Reprenant les principes du fort à la mer développés au château du Taureau (2e moitié du 16e siècle), Vauban prévoit dès 1689 la construction d´une forteresse isolée en mer à quatre kilomètres au large de Saint-Malo. C´est à Garengeau que revient le soin de choisir le rocher : ce sera le rocher du Quince qui n´émerge que d´une quinzaine de mètres aux plus grandes marées basses... Le toponyme "La Conchée" a pour origine grecque "konkhê" qui signifie la "grande coquille". Dans le fort, le décor sculpté dans le calcaire de la fontaine représente une coquille. Les travaux du fort de La Conchée débutèrent à la fin de l´année 1692 par le déroctage du rocher afin de faciliter l´assise des fondations en pierres de taille de grand appareil.
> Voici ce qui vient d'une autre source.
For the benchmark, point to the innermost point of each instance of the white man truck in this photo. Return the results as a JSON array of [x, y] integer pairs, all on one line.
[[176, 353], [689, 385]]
Si les moellons sont d´origine proximale (île de Cézembre), les pierres de taille proviennent des carrières de granite de l‘archipel de Chausey et des environs de Saint-Malo.
Protégé des fortes houles du large par l´île Cézembre à l´ouest et par "les haies de la Conchée" au nord, l´ouvrage devait par sa position éminemment stratégique protéger le chenal de la grande Conchée et la "passe ou fosse aux Normands" d´une éventuelle attaque navale sur la cité-corsaire... Le risque étant que les navires n´embossent la ville : c´est à dire, présentent leur travers et canonnent la cité Comme l´écrit le célèbre ingénieur : "Ce poste est d´une conséquence infinie pour prévenir le bombardement de Saint-Malo, mais les difficultés de s´y établir sont immenses".
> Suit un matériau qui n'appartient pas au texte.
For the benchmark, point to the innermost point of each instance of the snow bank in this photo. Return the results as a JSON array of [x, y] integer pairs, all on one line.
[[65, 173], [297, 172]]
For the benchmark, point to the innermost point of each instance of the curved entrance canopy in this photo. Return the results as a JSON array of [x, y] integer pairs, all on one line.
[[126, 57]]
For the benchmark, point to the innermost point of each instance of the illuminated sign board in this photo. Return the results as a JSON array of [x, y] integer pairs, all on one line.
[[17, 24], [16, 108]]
En 1734, Garengeau, toujours en poste à Saint-Malo écrivait : "Le fort de la Conchée a neuf beaux souterrains voûtés et une très belle plate-forme au dessus sans autre chose qu´un bâtiment commencé dont les murs s´élèvent à deux pieds à la réserve de ceux qui portent la couverture de l´escalier qui le sont de six. Il serait très nécessaire d´un grand magasin à chaque bout pour serrer les affûts que l´on a été contraint d´apporter en ville, l´on y en a seulement laissé deux qui sont entièrement pourris, tous les canons sur le ventre, ce bâtiment contiendrait de plus un corps de garde, une salle d´armes et deux chambres, et le comble donnerait de l´eau dans la citerne pour le détachement du château auquel on est obligé d´en porter toutes les semaines de la ville, la dépense de ce bâtiment serait de 36 000 livres. Le fort souffre du manque d´affûts et d´eau".
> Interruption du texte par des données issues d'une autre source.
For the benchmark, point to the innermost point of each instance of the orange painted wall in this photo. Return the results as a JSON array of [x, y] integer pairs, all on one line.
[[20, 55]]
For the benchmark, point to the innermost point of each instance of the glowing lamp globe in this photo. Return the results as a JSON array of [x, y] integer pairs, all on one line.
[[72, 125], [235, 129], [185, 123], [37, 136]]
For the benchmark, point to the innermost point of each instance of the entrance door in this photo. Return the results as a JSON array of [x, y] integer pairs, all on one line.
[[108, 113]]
Durant la Seconde Guerre Mondiale, le fort est en partie ruiné par les entraînements des artilleurs allemands et les combats de la Libération... Classé très tardivement au titre des Monuments Historiques (1984 !), il est aujourd’hui la propriété de vingt et un passionnés réunis au sein de la Compagnie du Fort de La Conchée. L´édifice est en cours de restauration.